После того как подали первую перемену, разговор обратился к вопросу, который в ту пору занимал в Риме все умы: грядущему триумфу Помпея. На следующий день этот вопрос вновь должен был обсуждаться на собрании сената.
— Это первое собрание сената, в котором ты примешь участие, верно, Деций? — спросил Капитон.
— Верно, — кивнул я.
— Какую же тему ты избрал для своей первой речи? — осведомился понтифик Катул.
Согласно обычаю новоиспеченный сенатор, прежде чем занять свое место в курии, должен был произнести речь. Некоторым удавалось произвести настоящий фурор, хотя в большинстве своем подобные речи звучали как жалкий лепет.
— Мне категорически приказано воздержаться от речей до тех пор, пока я не сумею завоевать почет и уважение в должности сенатора, — ответил я. — Боюсь только, если я буду хранить молчание, этого не произойдет никогда.
— И все же тот, кто хранит молчание, всегда останется в выигрыше, — усмехнулся Капитон. — Когда я произнес свою первую речь, консулами были Декула и Доллабелла.
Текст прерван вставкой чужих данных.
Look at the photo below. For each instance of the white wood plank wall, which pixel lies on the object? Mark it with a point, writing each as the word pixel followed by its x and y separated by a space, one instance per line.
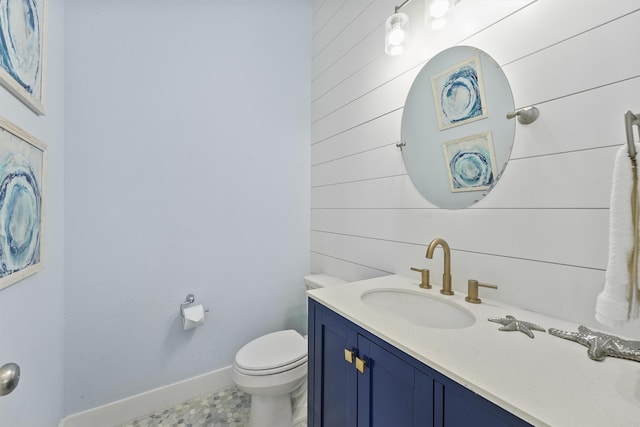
pixel 542 234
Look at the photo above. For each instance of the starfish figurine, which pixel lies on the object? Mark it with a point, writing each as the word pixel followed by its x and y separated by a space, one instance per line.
pixel 512 324
pixel 601 345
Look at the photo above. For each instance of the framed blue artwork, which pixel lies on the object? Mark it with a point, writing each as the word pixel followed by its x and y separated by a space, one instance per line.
pixel 471 163
pixel 22 177
pixel 458 94
pixel 22 46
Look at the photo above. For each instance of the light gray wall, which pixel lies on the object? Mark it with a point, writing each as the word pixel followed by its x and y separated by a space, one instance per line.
pixel 541 235
pixel 187 171
pixel 31 311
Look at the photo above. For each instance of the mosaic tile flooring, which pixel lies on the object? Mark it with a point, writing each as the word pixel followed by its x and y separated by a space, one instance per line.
pixel 227 408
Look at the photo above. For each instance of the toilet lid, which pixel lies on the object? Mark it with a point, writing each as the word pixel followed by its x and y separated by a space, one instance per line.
pixel 273 350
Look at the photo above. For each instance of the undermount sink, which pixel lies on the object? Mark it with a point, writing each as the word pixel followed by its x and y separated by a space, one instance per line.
pixel 419 308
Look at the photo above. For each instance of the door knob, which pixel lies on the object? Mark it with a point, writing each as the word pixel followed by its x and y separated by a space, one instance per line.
pixel 9 377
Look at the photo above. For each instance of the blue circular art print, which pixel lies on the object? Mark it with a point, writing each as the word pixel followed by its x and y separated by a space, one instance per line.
pixel 20 41
pixel 460 96
pixel 20 211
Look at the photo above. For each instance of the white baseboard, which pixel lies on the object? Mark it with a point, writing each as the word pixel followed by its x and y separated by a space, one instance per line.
pixel 121 411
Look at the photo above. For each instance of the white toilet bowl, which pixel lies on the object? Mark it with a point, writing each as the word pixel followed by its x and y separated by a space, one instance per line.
pixel 273 370
pixel 270 368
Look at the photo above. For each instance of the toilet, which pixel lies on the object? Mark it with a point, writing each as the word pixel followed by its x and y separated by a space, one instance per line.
pixel 273 370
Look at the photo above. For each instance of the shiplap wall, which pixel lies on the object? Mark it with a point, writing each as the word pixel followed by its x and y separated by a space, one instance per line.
pixel 542 234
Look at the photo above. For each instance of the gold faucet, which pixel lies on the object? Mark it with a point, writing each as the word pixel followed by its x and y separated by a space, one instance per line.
pixel 446 276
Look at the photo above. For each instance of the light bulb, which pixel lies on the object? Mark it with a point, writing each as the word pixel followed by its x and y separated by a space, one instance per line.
pixel 439 8
pixel 396 34
pixel 438 13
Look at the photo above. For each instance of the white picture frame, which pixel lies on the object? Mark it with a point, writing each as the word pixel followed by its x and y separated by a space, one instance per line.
pixel 470 163
pixel 22 50
pixel 459 95
pixel 22 182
Помню как сейчас, я возносил хвалы реформам Суллы, который отнял суды у всадников и вернул их сенату. Казалось бы, тема самая что ни на есть безопасная, Сулла ведь был в это время диктатором. Но когда я вышел из курии, меня окружила целая шайка разгневанных всадников. Я бежал от них по улицам Рима, как заяц от своры собак, до тех пор, пока не ворвался в свой дом и не запер ворота на все запоры. Да только это мне не помогло, потому что мерзавцы подпалили мой дом. Я перелез через заднюю стену, удрал в Капую и отсиживался там до тех пор, пока буря не улеглась.
Трудно было представить, что Капитон рассказывает о себе. Впрочем, эти события происходили задолго до того, как он превратился в бочонок с салом.
— Да, в те времена жить было куда интереснее, чем сейчас, — ностальгически протянул великий Катул.
За этой фразой последовало несколько рассказов о политических убийствах, изгнаниях и опалах давно минувших дней. Вино лилось рекой и развязывало языки.
— Скажи, консул, какая участь ожидает Антония Гибриду? — вопросил Афраний.
Гибрида был проконсулом в Македонии, где претерпел несколько сокрушительных поражений.
— После того как он вернется в Рим, я буду настаивать на возбуждении судебного дела, — ответил Калпурниан.
— Как ни странно, дрессированные трибуны Помпея не заявляют во всеуслышанье, что войска Гибриды необходимо передать их патрону, — заметил Катул.
— Просто момент для этого неподходящий, — вставил я. — Помпей предпочитает принимать войска в тот момент, когда все решающие битвы выиграны и исход войны очевиден. Только тогда он потребует, чтобы командование было передано ему. Именно так он поступил в Испании, Азии и Африке. В ситуации, когда армия Рима терпит поражение за поражением, он предпочитает держаться в стороне.
— А я считаю Помпея великим человеком! — заявил Катулл-поэт.
— Поэты всегда попадают под обаяние авантюристов, изображающих из себя богов, — процедил Афраний. — При этом даже самые прославленные полководцы остаются всего лишь людьми. Что касается Помпея, я знал и куда более достойных римских мужей, чем он.